Differential clinical and pathological characteristics of esophageal stromal tumors and leiomyomata.

2014 
Summary The objective of the study was to assess the differences in clinical and pathological characteristics between esophageal stromal tumor and leiomyoma. Data from 93 esophageal stromal tumors and leiomyomata cases were retrospectively analyzed, including clinical symptoms, endoscopic features, pathological characteristics, immunohistochemistry (IHC), and treatment. All cases underwent endoscopic ultrasonography examination before treatment. Lesions arising from the muscularis mucosa were resected by endoscopic mucosal resection or endoscopic submucosal dissection. Lesions arising from the muscularis propria were resected by surgery. All specimens were examined by IHC. Patients were followed up after endoscopic mucosal resection or endoscopic submucosal dissection. No difference was observed in clinical symptoms and endoscopic features between the two groups.
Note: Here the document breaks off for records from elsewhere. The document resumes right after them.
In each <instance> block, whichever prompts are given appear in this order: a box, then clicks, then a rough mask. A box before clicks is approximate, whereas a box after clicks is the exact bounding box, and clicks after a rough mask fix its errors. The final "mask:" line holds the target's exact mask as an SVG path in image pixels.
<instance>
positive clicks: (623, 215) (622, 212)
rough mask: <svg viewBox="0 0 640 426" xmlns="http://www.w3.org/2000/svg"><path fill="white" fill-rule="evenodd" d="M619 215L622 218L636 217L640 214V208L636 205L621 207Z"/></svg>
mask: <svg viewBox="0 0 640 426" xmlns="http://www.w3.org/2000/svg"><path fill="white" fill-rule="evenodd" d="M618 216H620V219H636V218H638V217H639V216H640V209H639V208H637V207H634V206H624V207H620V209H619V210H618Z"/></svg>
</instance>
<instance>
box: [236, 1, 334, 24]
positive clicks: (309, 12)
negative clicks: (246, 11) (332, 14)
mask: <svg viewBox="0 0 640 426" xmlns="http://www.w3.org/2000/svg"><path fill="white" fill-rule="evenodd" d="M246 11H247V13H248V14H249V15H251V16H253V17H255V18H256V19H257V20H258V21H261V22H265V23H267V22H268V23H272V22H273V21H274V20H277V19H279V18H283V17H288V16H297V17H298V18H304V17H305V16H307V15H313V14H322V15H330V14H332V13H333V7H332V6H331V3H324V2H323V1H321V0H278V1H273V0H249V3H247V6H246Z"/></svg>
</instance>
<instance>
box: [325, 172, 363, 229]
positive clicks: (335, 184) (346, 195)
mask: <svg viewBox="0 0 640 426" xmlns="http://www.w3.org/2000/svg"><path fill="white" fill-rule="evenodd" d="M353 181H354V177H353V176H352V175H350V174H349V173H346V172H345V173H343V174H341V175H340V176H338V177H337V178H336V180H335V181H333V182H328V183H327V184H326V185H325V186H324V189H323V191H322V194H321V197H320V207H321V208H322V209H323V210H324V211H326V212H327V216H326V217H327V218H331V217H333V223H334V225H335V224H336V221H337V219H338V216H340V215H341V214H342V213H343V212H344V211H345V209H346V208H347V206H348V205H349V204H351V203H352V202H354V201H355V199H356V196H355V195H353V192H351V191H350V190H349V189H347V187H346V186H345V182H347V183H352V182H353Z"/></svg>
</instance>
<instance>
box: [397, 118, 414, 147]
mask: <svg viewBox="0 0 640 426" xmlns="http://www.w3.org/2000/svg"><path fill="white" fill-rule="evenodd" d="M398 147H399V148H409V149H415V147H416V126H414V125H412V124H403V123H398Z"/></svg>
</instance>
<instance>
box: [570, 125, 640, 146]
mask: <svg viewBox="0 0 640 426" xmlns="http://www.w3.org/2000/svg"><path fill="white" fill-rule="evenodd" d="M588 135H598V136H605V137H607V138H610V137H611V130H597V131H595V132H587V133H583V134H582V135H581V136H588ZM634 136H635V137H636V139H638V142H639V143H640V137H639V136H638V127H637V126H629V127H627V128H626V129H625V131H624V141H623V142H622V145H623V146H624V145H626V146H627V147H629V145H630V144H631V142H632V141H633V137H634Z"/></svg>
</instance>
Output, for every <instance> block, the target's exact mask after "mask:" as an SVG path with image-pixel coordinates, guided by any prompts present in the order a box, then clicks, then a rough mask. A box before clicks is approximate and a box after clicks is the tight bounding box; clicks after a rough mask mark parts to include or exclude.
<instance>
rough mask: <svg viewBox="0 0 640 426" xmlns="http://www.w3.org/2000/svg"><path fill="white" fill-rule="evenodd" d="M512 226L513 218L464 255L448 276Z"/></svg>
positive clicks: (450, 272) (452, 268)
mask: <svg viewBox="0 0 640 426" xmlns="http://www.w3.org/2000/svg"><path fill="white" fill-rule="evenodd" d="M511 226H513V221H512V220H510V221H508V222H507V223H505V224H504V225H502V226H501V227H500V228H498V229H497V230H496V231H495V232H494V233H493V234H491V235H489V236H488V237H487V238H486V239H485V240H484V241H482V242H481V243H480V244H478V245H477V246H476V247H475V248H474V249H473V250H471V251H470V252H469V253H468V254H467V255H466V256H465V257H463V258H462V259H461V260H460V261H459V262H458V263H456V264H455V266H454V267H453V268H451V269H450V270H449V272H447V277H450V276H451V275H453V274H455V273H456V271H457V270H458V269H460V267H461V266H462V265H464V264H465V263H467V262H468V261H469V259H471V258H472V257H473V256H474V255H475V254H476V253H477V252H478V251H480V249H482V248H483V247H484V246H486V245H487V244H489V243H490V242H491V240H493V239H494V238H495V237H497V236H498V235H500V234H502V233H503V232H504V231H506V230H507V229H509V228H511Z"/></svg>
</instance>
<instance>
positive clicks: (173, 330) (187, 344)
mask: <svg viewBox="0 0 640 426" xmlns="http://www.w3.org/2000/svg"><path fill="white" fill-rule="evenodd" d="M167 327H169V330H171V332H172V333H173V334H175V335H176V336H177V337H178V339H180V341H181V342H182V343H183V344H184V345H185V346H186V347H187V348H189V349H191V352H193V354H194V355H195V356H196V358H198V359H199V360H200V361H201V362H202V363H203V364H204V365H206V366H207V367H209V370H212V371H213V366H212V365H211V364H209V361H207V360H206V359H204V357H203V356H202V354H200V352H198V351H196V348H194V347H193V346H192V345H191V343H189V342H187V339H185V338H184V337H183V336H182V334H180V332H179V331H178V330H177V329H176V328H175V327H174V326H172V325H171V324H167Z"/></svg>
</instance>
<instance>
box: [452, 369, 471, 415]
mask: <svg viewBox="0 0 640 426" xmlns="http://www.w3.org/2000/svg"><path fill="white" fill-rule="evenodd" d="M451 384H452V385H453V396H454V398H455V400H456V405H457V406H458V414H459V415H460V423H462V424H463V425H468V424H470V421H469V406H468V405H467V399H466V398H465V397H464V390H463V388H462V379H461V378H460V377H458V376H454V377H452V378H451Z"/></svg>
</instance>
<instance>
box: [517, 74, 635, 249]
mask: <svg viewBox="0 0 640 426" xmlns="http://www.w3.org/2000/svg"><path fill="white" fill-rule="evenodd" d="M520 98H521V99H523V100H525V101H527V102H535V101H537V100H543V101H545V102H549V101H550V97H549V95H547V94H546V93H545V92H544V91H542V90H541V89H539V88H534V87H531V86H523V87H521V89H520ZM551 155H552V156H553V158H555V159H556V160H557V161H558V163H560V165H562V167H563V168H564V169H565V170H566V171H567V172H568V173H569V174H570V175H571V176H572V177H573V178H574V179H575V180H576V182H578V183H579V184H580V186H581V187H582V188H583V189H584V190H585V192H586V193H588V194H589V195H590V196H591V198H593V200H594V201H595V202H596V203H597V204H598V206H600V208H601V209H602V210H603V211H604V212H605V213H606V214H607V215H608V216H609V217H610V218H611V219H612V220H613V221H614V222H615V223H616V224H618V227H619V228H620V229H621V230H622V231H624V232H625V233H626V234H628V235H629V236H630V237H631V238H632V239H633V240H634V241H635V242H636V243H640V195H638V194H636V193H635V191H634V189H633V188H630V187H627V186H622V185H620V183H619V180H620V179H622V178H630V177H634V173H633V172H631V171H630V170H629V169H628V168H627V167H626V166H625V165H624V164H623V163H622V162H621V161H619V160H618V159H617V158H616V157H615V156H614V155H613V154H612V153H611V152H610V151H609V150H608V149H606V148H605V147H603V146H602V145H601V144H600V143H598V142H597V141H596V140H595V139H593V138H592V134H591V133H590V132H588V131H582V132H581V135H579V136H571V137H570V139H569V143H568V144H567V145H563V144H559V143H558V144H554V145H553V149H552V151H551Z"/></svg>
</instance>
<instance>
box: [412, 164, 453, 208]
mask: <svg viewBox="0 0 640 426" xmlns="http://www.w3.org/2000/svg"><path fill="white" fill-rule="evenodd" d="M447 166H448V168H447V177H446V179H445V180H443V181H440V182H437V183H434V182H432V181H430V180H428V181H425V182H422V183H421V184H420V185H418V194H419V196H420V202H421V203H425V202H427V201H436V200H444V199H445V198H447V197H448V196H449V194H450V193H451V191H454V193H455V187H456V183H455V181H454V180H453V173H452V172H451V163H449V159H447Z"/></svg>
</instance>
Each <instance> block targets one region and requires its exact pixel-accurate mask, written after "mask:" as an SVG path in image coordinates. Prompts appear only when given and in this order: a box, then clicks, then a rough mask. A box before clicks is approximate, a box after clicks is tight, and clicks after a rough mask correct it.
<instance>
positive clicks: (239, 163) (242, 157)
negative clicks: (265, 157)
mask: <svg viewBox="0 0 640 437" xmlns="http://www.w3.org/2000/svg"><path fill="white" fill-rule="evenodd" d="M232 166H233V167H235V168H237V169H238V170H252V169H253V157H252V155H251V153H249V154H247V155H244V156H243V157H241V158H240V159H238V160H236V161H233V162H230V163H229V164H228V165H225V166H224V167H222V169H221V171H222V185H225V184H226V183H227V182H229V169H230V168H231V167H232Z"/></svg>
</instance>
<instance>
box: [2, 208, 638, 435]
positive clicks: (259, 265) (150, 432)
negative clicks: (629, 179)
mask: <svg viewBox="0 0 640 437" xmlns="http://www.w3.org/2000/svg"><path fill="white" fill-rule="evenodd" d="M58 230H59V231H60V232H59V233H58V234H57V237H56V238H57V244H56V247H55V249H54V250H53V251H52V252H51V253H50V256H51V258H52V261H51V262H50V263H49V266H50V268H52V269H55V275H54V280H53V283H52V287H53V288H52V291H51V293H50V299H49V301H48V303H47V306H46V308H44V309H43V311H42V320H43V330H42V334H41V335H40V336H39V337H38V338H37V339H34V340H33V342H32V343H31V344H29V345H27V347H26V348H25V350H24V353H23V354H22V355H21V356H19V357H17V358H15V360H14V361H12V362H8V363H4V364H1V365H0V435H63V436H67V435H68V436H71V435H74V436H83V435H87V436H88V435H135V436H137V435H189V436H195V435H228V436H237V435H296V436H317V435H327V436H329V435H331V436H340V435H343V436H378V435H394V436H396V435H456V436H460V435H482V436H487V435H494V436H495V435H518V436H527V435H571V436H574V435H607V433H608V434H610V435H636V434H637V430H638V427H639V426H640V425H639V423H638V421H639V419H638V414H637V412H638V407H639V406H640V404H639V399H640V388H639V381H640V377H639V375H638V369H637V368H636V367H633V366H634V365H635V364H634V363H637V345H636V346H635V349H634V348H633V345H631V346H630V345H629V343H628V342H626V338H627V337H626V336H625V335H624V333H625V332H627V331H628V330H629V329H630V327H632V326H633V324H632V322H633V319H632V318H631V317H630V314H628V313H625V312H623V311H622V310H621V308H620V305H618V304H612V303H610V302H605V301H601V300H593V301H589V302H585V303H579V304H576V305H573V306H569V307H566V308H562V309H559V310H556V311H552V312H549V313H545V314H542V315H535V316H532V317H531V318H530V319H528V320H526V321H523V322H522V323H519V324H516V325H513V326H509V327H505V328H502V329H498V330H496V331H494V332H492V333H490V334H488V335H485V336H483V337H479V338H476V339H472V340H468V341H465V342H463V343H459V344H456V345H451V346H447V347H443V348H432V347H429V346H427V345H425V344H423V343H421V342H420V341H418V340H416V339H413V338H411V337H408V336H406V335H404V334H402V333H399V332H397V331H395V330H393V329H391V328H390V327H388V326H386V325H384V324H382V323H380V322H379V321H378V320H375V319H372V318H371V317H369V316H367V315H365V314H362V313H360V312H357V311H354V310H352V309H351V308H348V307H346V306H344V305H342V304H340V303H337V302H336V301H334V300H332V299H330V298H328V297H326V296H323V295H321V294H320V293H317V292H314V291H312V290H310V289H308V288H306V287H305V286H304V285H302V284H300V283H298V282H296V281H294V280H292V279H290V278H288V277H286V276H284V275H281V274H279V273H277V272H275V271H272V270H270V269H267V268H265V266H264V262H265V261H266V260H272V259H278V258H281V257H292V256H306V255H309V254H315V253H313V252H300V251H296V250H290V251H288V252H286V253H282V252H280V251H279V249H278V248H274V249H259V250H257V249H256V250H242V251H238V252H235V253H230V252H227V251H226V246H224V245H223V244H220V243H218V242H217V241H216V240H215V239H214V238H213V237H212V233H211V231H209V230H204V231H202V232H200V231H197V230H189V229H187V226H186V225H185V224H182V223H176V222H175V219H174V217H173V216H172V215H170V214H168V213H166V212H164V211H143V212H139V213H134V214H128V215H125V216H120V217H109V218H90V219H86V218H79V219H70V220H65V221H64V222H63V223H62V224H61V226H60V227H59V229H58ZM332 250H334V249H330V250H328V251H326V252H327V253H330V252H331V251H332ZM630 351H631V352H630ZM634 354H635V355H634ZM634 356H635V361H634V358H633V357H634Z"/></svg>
Endoscopic ultrasonography demonstrated all lesions to be hypoechoic and well circumscribed. Most lesions >2 cm had heterogeneous internal ultrasound signal. In esophageal stromal tumor, 100% (29/29) were CD117-positive and DOG-1-positive; 72.4% (21/29) and 51.7% (15/29) were CD34-positive and smooth muscle actin-positive, respectively. In esophageal leiomyomata, 100% (64/64) were smooth muscle actin-positive and desmin-positive; 100% were CD117-negative and DOG-1-negative. No local recurrence was detected in followed up patients (n = 49) after an average of 1.8 years (1.0–3.0 years). IHC analyses are important for distinguishing esophageal stromal tumor from leiomyoma. Early endoscopic resection is an effective treatment option for esophageal stromal tumors >1 cm.